Contrary to the y-intercept, the x-intercept is the point where a line crosses the x-axis. Here, the y-coordinate is zero. This means x-intercepts follow the pattern \((x, 0)\).
To determine the x-intercept from an equation, set the y-value to zero and solve for x in the equation:
\[ y = mx + c \]Thus,
\[ 0 = mx + c \]This equation can be rearranged to solve for x, yielding
\[ x = -\frac{c}{m} \]So, if you are given a line equation and need to find where it crosses the x-axis, simply follow these steps. However, in the given exercise point \((0, -3)\), since the y-coordinate isn't zero, it is not the x-intercept.

Coordinates in algebra are used to specify points on a plane.
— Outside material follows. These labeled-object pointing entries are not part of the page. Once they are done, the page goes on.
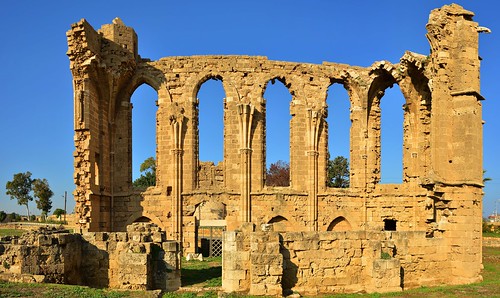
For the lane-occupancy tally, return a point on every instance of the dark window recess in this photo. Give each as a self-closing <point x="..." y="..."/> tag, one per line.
<point x="389" y="225"/>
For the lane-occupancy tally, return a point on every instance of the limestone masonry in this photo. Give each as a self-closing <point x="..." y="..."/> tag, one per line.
<point x="306" y="237"/>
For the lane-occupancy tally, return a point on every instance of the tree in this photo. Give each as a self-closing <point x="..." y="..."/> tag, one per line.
<point x="43" y="193"/>
<point x="338" y="172"/>
<point x="485" y="179"/>
<point x="59" y="212"/>
<point x="20" y="189"/>
<point x="148" y="176"/>
<point x="278" y="174"/>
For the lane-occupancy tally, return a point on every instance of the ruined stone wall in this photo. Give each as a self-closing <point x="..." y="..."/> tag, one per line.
<point x="311" y="263"/>
<point x="441" y="190"/>
<point x="139" y="259"/>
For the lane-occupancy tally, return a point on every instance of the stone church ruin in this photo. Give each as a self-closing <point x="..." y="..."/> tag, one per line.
<point x="307" y="237"/>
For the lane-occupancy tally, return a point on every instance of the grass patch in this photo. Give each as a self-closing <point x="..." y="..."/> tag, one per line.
<point x="203" y="276"/>
<point x="491" y="234"/>
<point x="206" y="273"/>
<point x="11" y="232"/>
<point x="61" y="291"/>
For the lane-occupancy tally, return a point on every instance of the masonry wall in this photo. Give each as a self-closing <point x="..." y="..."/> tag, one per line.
<point x="441" y="190"/>
<point x="312" y="263"/>
<point x="139" y="259"/>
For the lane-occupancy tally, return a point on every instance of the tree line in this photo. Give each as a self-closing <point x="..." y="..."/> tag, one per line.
<point x="25" y="189"/>
<point x="278" y="173"/>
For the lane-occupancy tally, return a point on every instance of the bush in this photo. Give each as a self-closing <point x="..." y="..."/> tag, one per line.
<point x="491" y="229"/>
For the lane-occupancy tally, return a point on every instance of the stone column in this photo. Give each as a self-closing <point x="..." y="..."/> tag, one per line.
<point x="176" y="122"/>
<point x="245" y="116"/>
<point x="313" y="121"/>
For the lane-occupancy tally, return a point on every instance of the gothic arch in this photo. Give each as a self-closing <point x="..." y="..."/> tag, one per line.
<point x="280" y="224"/>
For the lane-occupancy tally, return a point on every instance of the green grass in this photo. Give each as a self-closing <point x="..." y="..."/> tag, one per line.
<point x="206" y="273"/>
<point x="200" y="275"/>
<point x="491" y="234"/>
<point x="59" y="291"/>
<point x="11" y="232"/>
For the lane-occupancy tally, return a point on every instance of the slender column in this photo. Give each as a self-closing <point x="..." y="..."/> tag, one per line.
<point x="176" y="121"/>
<point x="313" y="123"/>
<point x="245" y="112"/>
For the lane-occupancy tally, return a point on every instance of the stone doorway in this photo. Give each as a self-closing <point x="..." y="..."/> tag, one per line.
<point x="209" y="240"/>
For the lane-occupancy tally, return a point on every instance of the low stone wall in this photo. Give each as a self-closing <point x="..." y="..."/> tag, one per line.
<point x="139" y="259"/>
<point x="311" y="263"/>
<point x="491" y="241"/>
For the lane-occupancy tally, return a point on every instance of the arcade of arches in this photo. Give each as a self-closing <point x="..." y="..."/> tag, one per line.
<point x="441" y="190"/>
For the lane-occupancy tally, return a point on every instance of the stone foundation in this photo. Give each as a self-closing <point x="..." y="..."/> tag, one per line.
<point x="139" y="259"/>
<point x="311" y="263"/>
Each coordinate is written as a pair \((x, y)\), where:

• \( x \) represents the horizontal position.
• \( y \) represents the vertical position.

Understanding coordinates is key in interpreting the positions of points, lines, and shapes in algebra.
When analyzing coordinates, always break them down:

• The x-coordinate shows the distance from the y-axis.
• The y-coordinate indicates the distance from the x-axis.
• If \( x = 0 \), then the point lies on the y-axis.
• If \( y = 0 \), then it lies on the x-axis.

In the exercise's point \((0, -3)\), the x-coordinate being 0 confirms its position on the y-axis, helping us determine it as the y-intercept.